On the MacBook Air, I was developing similar finger-pad pain points when attempting long-distance drag maneuvers (which I do often being a hobby of using vector illustration art programs). I eventually found the option to enable “three finger drag”, which has become a staple for my use (and mild annoyance that the iPad Pro trackpad support does not have).

For a movie experience, I hope some feature can surface for disabling or desensitizing pinch detection so I can just enjoy a movie without my hand feeling like it’s been super-glued to all the remote controls in my living room.

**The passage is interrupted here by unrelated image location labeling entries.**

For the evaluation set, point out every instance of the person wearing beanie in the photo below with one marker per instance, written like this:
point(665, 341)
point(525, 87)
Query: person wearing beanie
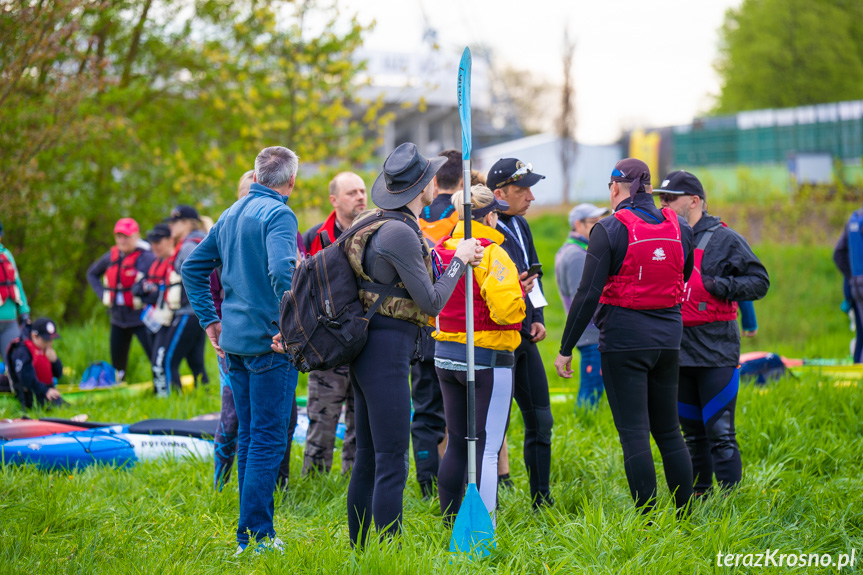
point(14, 310)
point(35, 367)
point(184, 337)
point(638, 286)
point(112, 277)
point(727, 272)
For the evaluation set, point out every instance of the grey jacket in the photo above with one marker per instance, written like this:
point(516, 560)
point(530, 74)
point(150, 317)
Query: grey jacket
point(737, 275)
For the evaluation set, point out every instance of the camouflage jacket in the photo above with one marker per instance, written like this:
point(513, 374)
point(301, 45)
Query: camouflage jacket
point(399, 304)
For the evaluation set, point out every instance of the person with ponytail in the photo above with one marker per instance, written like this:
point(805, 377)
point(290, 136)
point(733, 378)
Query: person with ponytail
point(636, 266)
point(498, 310)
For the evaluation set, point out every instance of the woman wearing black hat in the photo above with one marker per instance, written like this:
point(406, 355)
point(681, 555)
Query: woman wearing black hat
point(380, 254)
point(637, 262)
point(184, 337)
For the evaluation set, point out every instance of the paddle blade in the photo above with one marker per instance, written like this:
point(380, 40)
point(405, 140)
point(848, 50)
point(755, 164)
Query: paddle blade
point(472, 532)
point(464, 102)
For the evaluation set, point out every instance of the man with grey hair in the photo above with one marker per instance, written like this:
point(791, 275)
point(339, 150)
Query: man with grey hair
point(255, 242)
point(568, 269)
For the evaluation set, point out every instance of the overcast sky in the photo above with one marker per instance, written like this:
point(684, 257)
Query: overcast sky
point(638, 63)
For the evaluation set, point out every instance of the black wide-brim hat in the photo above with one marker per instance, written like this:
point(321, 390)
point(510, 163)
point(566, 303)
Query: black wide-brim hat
point(405, 175)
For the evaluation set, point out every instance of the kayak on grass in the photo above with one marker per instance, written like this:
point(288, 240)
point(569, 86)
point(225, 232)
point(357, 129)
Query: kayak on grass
point(114, 445)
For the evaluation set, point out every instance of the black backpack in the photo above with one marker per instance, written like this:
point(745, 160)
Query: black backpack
point(321, 318)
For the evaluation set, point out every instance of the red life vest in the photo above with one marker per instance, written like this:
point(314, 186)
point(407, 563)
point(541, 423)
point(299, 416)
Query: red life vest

The lack of a native YouTube app is frustrating, in that the web version is too finicky and won’t dismiss it’s full screen UI if you accidentally pause and then resume and the third party “Juno” app from former Reddit API app “Apollo” developer released, feels like a dedicated electron window onto the webpage.

Funny, after adding the “web app” wrapper to macOS and having a similar iOS since before the App Store, the Vision Pro seems to lack the option to save a webpage as some app-adjacent sandbox.

Even after enabling Safari’s WebXR “advanced” feature flags, stereoscopic web video playback eludes me.

The MLB app is my only predicted sports viewing experience, and sadly, cannot be attached to the ceiling for laid-back viewing, because it’s immersive home plate and strike zone is all mounted in VR to the floor, and the player and stats board is stuck on a theoretical wall. Honestly, I’d want to background a game for the majority of it, and being unable to multitask with it is kinda a drag.

The Perfect Sports App won’t have commentary or multi-cam coverage or fancy 3D visuals, it’ll just be a 360 VR view from one or a few seats in the venue. If you want to listen to commentary, there should be a VR radio to pickup and tune to the desired team coverage you want.

Watching a 2D video screen in the headset, no matter how virtually massive, is just kind of dull.